2) Streaming Partial Results

Use Server-Sent Events (SSE) or WebSocket for agent logs, intermediate plans, or tool call results. Include correlation IDs and sequence numbers for resume support.

GET /a2a/stream?msg=msg_01J2Z... HTTP/1.1
Accept: text/event-stream
Authorization: Bearer eyJ... (JWT)

event: log
id: 1
data: {"level":"info","msg":"Creating venv..."}

event: toolcall
id: 2
data: {"tool":"python.exec","args":{"script_uri":"okf://artifacts/tmp.py"}}

event: progress
id: 3
data: {"pct": 65}

event: final
id: 4
data: {"status":"ok","artifacts":["okf://artifacts/report_123.ipynb"]}

3) Idempotency and Retries

Assign idempotency keys per task and implement at-least-once delivery with deduplication in the recipient. Store a short-lived cache keyed by id/from to return the prior result on duplicate arrivals.

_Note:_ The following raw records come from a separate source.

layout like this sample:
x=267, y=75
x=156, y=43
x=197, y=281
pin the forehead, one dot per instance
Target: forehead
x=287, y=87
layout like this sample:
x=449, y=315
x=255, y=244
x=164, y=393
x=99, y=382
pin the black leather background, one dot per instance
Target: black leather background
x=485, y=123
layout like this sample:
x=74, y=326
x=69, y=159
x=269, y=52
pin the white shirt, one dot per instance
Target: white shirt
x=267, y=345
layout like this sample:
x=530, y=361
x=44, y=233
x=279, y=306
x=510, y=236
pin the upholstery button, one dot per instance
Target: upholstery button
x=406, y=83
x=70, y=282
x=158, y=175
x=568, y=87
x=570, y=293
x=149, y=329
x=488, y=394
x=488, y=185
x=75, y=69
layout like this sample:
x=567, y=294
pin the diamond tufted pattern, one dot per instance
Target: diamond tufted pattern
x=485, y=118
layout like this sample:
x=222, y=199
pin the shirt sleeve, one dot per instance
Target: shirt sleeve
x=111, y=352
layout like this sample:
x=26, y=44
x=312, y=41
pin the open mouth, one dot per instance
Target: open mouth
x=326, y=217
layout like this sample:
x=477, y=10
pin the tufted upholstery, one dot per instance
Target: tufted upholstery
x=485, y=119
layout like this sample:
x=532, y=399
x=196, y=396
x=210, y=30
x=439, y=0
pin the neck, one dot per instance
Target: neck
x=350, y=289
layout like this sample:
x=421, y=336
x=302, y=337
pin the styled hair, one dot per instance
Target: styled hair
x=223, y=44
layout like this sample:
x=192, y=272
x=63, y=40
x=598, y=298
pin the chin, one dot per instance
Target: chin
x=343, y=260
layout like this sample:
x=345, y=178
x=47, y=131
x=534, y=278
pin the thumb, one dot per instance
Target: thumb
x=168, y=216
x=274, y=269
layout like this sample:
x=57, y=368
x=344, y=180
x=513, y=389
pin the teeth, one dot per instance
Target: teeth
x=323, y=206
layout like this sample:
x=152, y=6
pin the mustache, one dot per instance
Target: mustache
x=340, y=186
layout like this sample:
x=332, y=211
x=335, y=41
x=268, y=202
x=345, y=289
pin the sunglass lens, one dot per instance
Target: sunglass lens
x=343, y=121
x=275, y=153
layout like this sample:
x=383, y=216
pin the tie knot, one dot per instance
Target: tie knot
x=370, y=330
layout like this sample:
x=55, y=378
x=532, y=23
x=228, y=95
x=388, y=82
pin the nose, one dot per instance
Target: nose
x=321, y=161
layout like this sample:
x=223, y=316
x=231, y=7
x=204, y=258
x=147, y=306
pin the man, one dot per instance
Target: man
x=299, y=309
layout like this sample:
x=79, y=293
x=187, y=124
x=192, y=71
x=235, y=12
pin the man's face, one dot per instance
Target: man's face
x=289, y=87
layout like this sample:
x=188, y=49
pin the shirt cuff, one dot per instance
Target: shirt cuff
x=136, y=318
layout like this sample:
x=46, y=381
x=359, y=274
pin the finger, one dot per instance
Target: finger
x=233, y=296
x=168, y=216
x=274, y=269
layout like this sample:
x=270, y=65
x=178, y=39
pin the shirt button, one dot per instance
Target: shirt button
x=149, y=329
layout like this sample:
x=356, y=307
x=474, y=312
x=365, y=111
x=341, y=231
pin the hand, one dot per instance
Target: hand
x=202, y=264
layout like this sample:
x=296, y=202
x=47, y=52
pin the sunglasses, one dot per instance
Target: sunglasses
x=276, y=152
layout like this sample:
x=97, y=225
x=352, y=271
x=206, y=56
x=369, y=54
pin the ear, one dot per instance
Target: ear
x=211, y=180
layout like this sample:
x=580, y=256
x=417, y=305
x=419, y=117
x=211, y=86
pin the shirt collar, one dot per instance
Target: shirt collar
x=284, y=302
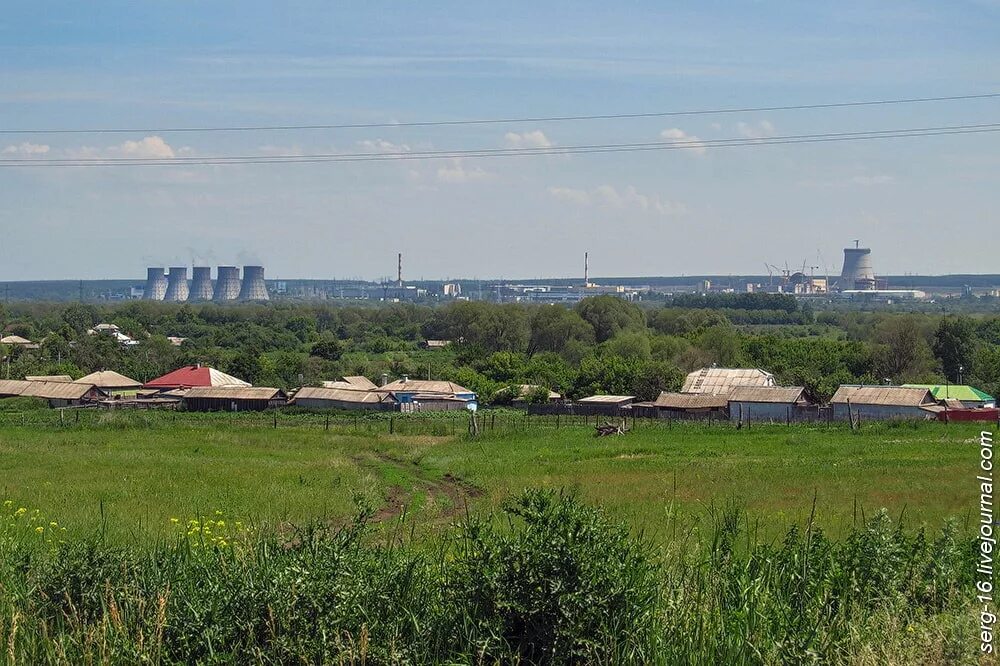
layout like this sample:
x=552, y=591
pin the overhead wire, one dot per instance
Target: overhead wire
x=678, y=144
x=500, y=121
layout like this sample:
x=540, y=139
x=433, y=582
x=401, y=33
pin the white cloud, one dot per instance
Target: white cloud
x=534, y=139
x=149, y=147
x=26, y=148
x=457, y=172
x=691, y=143
x=607, y=196
x=760, y=130
x=383, y=146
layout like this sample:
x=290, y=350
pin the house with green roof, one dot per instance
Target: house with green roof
x=969, y=396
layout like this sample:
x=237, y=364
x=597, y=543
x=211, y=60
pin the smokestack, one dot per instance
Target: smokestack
x=858, y=272
x=201, y=284
x=253, y=288
x=177, y=290
x=156, y=285
x=227, y=287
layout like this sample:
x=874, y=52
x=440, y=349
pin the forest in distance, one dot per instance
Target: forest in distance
x=602, y=344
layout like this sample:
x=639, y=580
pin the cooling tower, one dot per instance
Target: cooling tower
x=227, y=286
x=156, y=285
x=201, y=284
x=858, y=272
x=176, y=284
x=253, y=288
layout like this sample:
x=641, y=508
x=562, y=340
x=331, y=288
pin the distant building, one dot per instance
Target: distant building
x=233, y=398
x=883, y=403
x=720, y=381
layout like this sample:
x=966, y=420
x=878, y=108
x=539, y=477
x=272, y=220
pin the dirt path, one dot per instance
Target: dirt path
x=450, y=492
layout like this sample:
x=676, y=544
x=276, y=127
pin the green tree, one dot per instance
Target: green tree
x=609, y=314
x=954, y=346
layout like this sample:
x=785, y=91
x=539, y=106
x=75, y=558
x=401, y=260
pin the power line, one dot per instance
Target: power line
x=680, y=144
x=501, y=121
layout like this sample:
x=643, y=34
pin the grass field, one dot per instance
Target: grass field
x=133, y=473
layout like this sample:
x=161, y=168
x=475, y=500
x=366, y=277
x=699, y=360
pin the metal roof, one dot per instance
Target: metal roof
x=606, y=399
x=109, y=379
x=670, y=400
x=955, y=392
x=234, y=393
x=424, y=386
x=723, y=380
x=900, y=396
x=777, y=394
x=341, y=395
x=46, y=390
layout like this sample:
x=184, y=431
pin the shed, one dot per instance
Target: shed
x=49, y=378
x=111, y=382
x=883, y=402
x=765, y=403
x=608, y=405
x=968, y=396
x=313, y=397
x=233, y=398
x=682, y=405
x=720, y=381
x=58, y=394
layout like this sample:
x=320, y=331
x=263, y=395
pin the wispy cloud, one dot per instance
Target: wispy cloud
x=26, y=148
x=533, y=139
x=608, y=196
x=457, y=172
x=691, y=143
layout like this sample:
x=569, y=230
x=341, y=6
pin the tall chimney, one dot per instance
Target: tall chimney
x=253, y=288
x=227, y=287
x=201, y=284
x=156, y=285
x=177, y=289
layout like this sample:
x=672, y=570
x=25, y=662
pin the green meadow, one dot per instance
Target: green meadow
x=131, y=474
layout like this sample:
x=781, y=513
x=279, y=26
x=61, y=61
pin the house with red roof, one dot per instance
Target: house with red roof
x=191, y=376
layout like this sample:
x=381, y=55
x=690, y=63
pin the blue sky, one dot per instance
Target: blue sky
x=924, y=205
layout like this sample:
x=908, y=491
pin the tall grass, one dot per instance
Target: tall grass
x=548, y=579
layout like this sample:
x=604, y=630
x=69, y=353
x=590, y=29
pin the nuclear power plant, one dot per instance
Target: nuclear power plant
x=858, y=272
x=201, y=284
x=173, y=287
x=156, y=285
x=227, y=287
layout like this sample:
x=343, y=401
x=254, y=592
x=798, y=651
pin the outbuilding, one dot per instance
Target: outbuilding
x=233, y=398
x=881, y=403
x=776, y=404
x=313, y=397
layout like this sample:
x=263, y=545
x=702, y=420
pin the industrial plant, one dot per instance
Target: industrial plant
x=174, y=287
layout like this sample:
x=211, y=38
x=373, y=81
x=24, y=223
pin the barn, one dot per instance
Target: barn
x=775, y=404
x=233, y=398
x=881, y=403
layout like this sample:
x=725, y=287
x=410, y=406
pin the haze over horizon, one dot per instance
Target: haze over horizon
x=924, y=205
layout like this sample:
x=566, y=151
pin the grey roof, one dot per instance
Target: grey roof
x=234, y=393
x=46, y=390
x=604, y=399
x=425, y=386
x=109, y=379
x=883, y=395
x=668, y=400
x=723, y=380
x=777, y=394
x=49, y=378
x=341, y=395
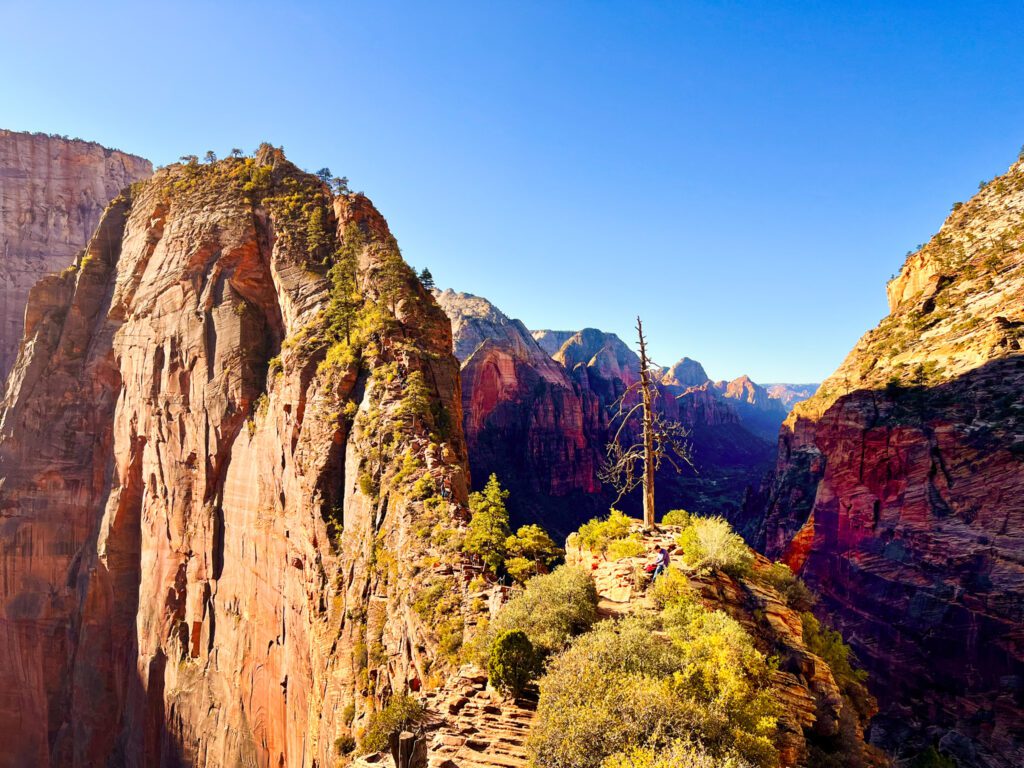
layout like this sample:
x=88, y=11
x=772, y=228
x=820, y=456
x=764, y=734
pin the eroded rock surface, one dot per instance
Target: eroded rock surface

4) Directory + Presence + Hedging

Query the directory for all agents with a capability, then select two recipients with low recent latency to hedge the first 5% of slow requests. Cancel the losing hedge when one completes successfully to reduce tail latency.

5) Translators Between Protocols (A2A ↔ MCP)

Place a sidecar or gateway that accepts A2A envelopes and converts them into MCP sessions and tool invocations. Return streams as A2A SSE events. This keeps the internal model interface simple while supporting external diversity.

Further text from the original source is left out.